The project, awarded by the Taiyangshan Development Zone near the city of Wuzhong, is subject to a feasibility study and government approval. The company expects to begin work on the four-year project in the Ningxia Hui Autonomous Region in 2010.

Winning the contract to develop the plant, whose 150 MW capacity equates to some of the larger wind farms operating in Europe and the United States, fits the company's strategy of branching out from its core business of solar wafer production.

"Our plan for domestic solar construction is we want to partner with large international solar companies," Chief Executive Xiahshou Li told Reuters. "We want to base our relationship on introducing them to the (Chinese) market, partnering them and having them provide part of the financing."

China's move from simply manufacturing solar products for export toward using them to generate electricity domestically, reflecting the country's new focus on solar power at home, presented an opportunity for new revenue streams, Li added.

His comments came as former British Prime Minister Tony Blair said, following a meeting with Chinese Premier Wen Jiabao during climate talks that week, that the country appeared committed to taking stronger steps to contain greenhouse emissions.

A study by some of China's top climate change advisers recommended setting firm targets to limit greenhouse gas emissions and ensure they peak by around 2030.

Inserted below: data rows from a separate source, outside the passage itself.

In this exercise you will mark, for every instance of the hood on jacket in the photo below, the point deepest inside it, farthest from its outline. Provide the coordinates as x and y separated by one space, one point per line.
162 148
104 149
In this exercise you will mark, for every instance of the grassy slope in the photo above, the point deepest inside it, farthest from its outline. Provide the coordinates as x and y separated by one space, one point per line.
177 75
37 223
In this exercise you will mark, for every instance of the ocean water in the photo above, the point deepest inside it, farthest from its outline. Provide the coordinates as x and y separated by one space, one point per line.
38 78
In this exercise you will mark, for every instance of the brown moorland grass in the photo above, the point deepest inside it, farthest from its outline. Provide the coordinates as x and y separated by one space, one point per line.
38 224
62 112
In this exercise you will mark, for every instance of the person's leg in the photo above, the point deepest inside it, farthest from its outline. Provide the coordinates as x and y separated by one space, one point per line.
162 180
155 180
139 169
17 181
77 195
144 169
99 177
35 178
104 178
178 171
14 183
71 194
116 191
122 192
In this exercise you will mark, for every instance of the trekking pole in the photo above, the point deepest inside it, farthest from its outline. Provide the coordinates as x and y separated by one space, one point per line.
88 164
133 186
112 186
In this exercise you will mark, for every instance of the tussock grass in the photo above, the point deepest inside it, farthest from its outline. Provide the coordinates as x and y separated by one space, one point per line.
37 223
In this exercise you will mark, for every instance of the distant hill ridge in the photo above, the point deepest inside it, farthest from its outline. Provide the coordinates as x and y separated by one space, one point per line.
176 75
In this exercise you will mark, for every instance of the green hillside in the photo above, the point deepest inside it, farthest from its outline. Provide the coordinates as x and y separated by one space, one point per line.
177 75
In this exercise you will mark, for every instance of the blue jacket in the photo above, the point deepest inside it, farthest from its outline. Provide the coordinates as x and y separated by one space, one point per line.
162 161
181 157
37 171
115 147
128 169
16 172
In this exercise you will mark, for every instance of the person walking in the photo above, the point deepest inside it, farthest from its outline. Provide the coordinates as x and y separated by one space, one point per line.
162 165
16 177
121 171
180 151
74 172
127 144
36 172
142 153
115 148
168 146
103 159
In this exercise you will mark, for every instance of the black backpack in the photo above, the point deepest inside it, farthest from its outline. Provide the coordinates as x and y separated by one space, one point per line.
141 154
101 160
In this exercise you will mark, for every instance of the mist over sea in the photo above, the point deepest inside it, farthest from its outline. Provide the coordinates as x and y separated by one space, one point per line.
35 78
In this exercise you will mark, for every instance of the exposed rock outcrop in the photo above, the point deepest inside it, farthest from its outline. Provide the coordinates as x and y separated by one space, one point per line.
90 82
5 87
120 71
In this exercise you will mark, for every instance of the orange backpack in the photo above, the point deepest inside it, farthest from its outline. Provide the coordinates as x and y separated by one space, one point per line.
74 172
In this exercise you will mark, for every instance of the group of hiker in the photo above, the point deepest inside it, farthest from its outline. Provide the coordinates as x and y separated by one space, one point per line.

Ian Osburn, an analyst at Edison Investment Research, said that after a pause in the alternative energy market during the credit crisis, as the credit crunch is expected to ease next year, China was starting to invest significant amounts in the sector again.

"The market seems to be still treating alternative energy as a boom-time luxury, like gym membership, but if the scientists are right about climate change, then it's investment that has to happen, and analysts predict a strong 2010 for investors as well. With companies like ReneSola there's going to be a return to growth," he said.

The company said last month it had signed a letter of intent with the Yancheng city government in Jiangsu Province to develop a 500-megawatt solar power generation project, while peers such as Canadian Solar target output boosts in parallel.

Li said ReneSola was also winning contracts under China's Golden Sun project which offers solar incentives for production, and that a hoped-for feed-in tariff would likely lead to a dramatic rise in demand for panels from private households.

The new projects will not alter the company's short-term revenue or shipment forecasts.

"We expect a 60-70 percent increase in revenues from the second to the third quarter, but we still need to absorb $85 per kilo of polysilicon inventory costs, and that will lead to losses," Li said in an interview. "We still expect losses for the third quarter."

But inventory costs were likely to fall to $65 to $70 a kilo in the fourth quarter, he added.

Analysts are cautiously optimistic about ReneSola's performance in the medium term.

Nick Edwards of the London brokerage firm Mirabaud said the company had large debts but that diversification and a fall in polysilicon prices would help it to become competitive again after a "pretty torrid time" over the last year or two.

"ReneSola looks like it'll have module costs... (on a par) with some of the better low-cost Chinese producers like Yingli, with renewable curbs a boon to big players in the domestic market, and better placed than the higher cost European producers," Edwards said.